Some say it was purely a publicity stunt to drum up interest in the fight. Others might say that Paul was trying to get inside Fury’s head. Either way you look at it, Paul was unnecessarily big. The thing is, every time a famous boxer steps into the ring, they are implicitly betting on their career. The outcome of that match will either help or hurt them financially for the next match. The stakes are so high that they don’t need to add a side bet as extra motivation.

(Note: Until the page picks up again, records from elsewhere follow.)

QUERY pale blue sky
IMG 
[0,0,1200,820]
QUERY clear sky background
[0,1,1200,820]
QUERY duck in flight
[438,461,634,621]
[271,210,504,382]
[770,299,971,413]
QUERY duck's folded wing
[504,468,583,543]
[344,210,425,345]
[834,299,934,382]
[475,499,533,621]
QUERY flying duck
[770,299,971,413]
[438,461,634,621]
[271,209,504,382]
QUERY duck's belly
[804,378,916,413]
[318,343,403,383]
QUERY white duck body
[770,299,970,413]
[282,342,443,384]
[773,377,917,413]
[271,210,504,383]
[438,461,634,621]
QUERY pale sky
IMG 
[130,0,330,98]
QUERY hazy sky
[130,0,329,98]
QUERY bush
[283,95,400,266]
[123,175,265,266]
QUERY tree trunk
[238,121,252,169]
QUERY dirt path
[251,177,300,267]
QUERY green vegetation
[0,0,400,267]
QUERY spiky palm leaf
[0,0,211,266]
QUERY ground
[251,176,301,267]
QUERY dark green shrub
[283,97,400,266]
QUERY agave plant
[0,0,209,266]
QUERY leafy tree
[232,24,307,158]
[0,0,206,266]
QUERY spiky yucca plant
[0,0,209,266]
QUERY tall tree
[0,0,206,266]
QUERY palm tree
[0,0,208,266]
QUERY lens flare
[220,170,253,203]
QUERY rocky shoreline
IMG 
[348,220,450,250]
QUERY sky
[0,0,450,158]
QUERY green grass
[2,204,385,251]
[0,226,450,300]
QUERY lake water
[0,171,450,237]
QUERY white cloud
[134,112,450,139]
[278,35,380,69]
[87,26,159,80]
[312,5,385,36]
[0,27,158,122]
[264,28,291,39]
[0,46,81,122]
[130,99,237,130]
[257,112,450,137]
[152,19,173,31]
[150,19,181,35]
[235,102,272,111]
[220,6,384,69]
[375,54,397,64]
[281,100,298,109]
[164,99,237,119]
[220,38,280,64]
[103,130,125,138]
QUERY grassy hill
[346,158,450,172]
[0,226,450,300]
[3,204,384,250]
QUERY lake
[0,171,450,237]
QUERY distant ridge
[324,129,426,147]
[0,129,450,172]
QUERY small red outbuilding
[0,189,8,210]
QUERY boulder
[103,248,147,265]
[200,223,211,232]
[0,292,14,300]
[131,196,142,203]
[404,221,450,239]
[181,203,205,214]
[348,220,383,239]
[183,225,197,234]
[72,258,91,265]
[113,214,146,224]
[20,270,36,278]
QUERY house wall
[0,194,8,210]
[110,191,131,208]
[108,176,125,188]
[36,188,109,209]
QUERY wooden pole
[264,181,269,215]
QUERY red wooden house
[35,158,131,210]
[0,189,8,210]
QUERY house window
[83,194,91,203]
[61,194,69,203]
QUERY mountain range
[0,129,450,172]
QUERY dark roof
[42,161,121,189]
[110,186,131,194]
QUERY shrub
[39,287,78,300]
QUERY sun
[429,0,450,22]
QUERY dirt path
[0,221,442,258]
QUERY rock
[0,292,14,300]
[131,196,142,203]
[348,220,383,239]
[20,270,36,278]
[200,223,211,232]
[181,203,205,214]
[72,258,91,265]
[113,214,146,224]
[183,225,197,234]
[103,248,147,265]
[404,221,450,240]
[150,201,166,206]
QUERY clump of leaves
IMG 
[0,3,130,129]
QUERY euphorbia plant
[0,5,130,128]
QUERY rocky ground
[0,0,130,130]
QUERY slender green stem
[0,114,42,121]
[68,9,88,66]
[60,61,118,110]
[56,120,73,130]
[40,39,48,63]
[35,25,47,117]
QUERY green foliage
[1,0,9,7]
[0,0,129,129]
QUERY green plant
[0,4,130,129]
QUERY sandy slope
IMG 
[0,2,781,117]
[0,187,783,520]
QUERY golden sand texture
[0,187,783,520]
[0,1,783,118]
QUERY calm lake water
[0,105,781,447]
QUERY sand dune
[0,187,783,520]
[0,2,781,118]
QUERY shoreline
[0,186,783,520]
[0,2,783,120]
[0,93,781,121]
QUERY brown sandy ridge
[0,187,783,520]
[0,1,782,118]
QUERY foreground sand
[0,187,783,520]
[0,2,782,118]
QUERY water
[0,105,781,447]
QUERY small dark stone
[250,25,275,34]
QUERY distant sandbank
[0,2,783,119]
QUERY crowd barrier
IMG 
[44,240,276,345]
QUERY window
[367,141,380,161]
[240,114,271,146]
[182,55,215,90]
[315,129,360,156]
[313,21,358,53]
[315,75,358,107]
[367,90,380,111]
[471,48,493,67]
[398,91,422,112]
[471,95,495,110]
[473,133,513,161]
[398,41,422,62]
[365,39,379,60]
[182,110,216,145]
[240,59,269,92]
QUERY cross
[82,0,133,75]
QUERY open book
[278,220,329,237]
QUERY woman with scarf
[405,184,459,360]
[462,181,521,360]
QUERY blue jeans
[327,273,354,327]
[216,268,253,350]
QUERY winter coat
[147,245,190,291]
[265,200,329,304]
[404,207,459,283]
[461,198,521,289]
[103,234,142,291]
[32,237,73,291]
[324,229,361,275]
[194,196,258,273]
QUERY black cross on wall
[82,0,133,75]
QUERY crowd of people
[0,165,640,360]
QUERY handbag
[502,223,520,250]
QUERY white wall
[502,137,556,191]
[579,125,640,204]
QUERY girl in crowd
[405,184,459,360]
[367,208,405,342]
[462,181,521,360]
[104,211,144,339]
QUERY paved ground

Now that the game is over, Paul’s instigated bet has reappeared. John Fury demands from the Americans to pay that they signed a handshake deal. Fury claims that this is how business is done in his world. Your word is your bond and all that. But the Furies are certainly no novices when it comes to contracts. Surely they should have had their lawyers check Tommy’s contract for the Paul fight before signing so they understood and then applied all the financial parameters.

If the split decision had gone against his son instead of for him, would John Fury have advocated for Tommy to hand over his entire wallet to Paul without written consent?

Even if Tommy Fury signed the contract at a press conference, it might not hold up in court. He could claim that he was pressured, coerced and had no legal representation.

In almost every other sport, if a competitor were to bet on the outcome of their event, there would be dire consequences. Baseball legend Pete Rose has been permanently banned from baseball and is ineligible for the Hall of Fame because he bet on his team winning while managing the Cincinnati Reds. NFL wide receiver Calvin Ridley was recently reinstated after a one-year suspension for betting on sports in general. But in boxing, fighters can bet right to our face, and boxing bodies stand idly by.

The ramifications of a fighter losing their entire purse in the event of a winner are greater than one might realize. What about his coaches, manager and others who need to be paid? How about a government that would like its share in taxes to be collected as revenue?

Fighters by nature rarely reject a dare because it shows they fear their opponent and lack confidence. Any boxer who doesn’t accept the challenge (bet) is ridiculed to the point where they are forced to go against their better judgment and agree to something they shouldn’t even consider.

Commissions must put an end to this. They are entrusted to fight for the welfare of the warrior. They can and should strictly discount all gambling bets offered between opponents. No pun intended, but don’t bet on it happening.